Monica Ancira Moreno, Marie S O’Neill, Juan Angel Rivera-Dommarco, Carolina Batis, Sonia Rodriguez Ramirez, Brisa N Sanchez, Marisol Castillo-Castrejon and Felipe Vadillo-Ortega
Universidad Iberoamericana, Mexico
University of Michigan, USA
National Institute of Public Health, Cuernavaca, Mexico
UNAM - Instituto Nacional de Medicina Genomica, México
Posters & Accepted Abstracts: J Nutr Food Sci
An optimal diet during pregnancy support the physiological changes that occur in the mother and plays a fundamental role on fetal growth rate and organ development. The objectives of this study were to characterize maternal diet in second and third trimesters and to determine what changes women make through pregnancy in alignment with Mexican dietary recommendations. Data on maternal diet (multiple-step 24-hour dietary recall) were collected in a sample of 660 pregnant women from the Pregnancy Research on Inflammation, Nutrition, & City Environment: Systematic Analyses (PRINCESA) cohort in Mexico City. The estimation of daily intake of energy, nutrients and foods was calculated by using a food-composition table of the National Institute of Public Health. In the second trimester, we identified that the highest energy contribution (EC) (%, ±SD) was from high in saturated fat and or added sugar (HSFAS) foods (17.92%±12.08), followed by Sugar Sweetened Beverages (SSBs; 17.51%±11.49), cereals and tubers (CT; 15.83%±8.31) and fruits and vegetables (FV; 15.31%±9.02). In the third trimester, the highest %EC was from CT (16.92%±10.2), followed by HSFAS (16.71%±12.83), FV (16.33%±10.09) and SSBs (15.22%±11.48). The prevalence of excessive saturated fat consumption was elevated, especially in the second trimester (53.04%; 95% CI: 49.60, 57.31). We found that the prevalence of excessive added sugar intakes decreses from 35.67% (95% CI: 32.22, 39.09) to 26.80% (95% CI: 23.42, 30.19) from the second to third trimester. In conclusion, nutrient intakes and energy contribution of food groups between trimesters indicate that the diet composition of women is modified for the better as pregnancy progresses.

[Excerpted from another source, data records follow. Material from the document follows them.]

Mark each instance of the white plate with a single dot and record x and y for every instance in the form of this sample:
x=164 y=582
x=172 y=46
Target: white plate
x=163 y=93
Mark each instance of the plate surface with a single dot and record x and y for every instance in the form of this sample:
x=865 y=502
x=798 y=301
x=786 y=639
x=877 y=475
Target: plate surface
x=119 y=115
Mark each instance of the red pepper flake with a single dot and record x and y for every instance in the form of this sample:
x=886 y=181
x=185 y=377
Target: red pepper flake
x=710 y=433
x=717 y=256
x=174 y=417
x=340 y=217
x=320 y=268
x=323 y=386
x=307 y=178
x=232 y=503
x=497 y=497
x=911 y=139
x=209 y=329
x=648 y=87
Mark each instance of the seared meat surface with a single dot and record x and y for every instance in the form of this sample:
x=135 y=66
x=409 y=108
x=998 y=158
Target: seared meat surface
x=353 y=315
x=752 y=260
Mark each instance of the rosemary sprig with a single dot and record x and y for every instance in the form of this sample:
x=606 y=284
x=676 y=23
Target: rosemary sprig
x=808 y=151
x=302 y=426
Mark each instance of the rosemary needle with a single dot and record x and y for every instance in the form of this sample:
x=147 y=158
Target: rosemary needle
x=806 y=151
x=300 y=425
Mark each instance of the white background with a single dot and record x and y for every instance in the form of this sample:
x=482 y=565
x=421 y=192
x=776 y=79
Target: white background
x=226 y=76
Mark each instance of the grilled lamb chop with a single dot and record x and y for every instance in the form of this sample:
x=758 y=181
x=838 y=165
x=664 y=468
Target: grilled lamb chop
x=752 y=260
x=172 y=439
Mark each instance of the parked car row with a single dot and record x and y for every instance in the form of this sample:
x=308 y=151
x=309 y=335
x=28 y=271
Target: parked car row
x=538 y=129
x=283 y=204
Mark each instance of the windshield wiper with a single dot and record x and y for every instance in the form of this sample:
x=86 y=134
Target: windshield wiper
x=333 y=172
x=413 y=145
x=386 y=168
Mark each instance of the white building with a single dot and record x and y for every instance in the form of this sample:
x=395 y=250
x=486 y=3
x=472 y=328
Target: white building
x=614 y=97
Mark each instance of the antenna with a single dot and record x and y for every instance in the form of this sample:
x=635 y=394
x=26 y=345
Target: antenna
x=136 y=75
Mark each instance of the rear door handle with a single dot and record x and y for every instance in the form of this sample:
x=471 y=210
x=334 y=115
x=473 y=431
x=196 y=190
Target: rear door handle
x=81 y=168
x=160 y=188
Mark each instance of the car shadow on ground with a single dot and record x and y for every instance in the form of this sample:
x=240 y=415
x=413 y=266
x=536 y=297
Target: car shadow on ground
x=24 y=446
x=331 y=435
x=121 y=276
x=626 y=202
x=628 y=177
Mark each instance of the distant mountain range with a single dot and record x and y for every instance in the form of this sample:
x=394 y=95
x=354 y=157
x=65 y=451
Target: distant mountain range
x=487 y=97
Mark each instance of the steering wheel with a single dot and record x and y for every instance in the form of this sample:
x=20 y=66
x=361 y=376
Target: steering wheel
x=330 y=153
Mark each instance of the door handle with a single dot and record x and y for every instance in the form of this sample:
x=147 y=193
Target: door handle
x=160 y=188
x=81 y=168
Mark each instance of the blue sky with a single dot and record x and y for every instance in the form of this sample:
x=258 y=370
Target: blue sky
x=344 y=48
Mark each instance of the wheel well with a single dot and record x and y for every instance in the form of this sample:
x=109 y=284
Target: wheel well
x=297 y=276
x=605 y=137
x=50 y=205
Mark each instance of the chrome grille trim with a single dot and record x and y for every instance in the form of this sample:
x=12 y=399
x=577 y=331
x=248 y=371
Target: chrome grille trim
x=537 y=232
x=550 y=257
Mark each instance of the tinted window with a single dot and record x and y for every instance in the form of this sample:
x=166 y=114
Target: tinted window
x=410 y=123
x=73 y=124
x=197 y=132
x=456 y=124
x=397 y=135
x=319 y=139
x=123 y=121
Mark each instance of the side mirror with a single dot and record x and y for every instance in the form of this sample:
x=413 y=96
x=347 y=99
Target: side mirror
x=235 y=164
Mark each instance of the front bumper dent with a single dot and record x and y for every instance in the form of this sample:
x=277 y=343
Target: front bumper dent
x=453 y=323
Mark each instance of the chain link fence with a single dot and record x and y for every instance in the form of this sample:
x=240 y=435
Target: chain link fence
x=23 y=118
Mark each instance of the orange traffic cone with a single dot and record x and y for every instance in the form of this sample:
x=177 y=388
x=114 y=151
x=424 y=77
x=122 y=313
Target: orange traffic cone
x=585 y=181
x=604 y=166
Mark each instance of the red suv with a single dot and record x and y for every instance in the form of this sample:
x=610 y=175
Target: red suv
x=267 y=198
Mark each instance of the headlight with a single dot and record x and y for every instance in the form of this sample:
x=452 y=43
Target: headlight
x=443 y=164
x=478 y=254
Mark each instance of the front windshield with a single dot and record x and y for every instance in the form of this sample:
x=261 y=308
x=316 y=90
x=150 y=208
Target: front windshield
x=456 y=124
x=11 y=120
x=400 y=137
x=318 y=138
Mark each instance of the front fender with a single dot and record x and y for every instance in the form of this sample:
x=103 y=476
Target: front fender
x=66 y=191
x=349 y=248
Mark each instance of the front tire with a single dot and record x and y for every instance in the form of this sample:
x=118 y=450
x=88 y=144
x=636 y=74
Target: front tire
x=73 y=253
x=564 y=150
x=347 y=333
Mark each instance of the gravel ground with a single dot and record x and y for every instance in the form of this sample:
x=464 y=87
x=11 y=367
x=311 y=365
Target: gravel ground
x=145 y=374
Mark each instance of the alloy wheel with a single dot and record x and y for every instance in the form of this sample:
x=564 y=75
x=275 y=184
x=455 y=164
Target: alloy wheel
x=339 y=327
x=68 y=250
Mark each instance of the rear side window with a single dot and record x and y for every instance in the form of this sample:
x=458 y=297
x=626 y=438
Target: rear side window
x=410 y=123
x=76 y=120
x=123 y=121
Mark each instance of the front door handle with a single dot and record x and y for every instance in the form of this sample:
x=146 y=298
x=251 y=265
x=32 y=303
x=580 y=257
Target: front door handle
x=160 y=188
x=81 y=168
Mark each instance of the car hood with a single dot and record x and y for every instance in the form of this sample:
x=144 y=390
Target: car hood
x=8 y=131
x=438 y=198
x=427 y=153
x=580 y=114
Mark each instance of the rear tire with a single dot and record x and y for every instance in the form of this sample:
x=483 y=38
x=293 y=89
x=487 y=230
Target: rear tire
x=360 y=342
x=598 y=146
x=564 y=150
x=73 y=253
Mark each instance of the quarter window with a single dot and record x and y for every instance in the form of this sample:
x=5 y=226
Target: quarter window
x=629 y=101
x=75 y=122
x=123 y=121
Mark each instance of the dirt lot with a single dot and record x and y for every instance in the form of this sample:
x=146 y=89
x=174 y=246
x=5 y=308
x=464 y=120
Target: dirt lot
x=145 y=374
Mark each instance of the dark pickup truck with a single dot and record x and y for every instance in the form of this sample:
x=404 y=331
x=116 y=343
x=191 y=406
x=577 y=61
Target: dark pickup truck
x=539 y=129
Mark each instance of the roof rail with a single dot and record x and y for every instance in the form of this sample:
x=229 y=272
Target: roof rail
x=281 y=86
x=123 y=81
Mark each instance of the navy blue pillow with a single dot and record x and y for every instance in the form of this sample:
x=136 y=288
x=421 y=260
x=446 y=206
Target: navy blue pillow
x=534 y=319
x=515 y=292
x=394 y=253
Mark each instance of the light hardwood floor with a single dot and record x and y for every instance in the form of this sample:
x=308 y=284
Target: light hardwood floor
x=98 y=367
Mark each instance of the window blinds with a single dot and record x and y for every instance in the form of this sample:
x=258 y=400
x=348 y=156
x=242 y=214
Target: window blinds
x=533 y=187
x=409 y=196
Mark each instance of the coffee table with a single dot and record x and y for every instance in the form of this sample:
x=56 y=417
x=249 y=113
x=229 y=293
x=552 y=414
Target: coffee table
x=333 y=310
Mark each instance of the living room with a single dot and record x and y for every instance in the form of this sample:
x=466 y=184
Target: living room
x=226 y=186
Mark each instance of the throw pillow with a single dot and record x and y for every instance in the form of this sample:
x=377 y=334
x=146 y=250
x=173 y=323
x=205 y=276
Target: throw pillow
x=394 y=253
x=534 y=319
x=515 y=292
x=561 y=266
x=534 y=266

Monica Ancira Moreno has completed her PhD in 2018 from National Institute of Public Health, Mexico. She has been working as Academic at Universidad Iberoamericana (IBERO) since 2017. Her areas of research interest include maternal and child nutrition and the prevention of non-communicable chronic diseases over the life course. Currently, she is the Principal Investigator of the project “Maternal and Health Observatory”, whose mission is to create a systematized information platform through the collection, monitoring and reporting of maternal and child health and nutrition indicators that works as supplies to the formulation and implementation of public policies in Mexico.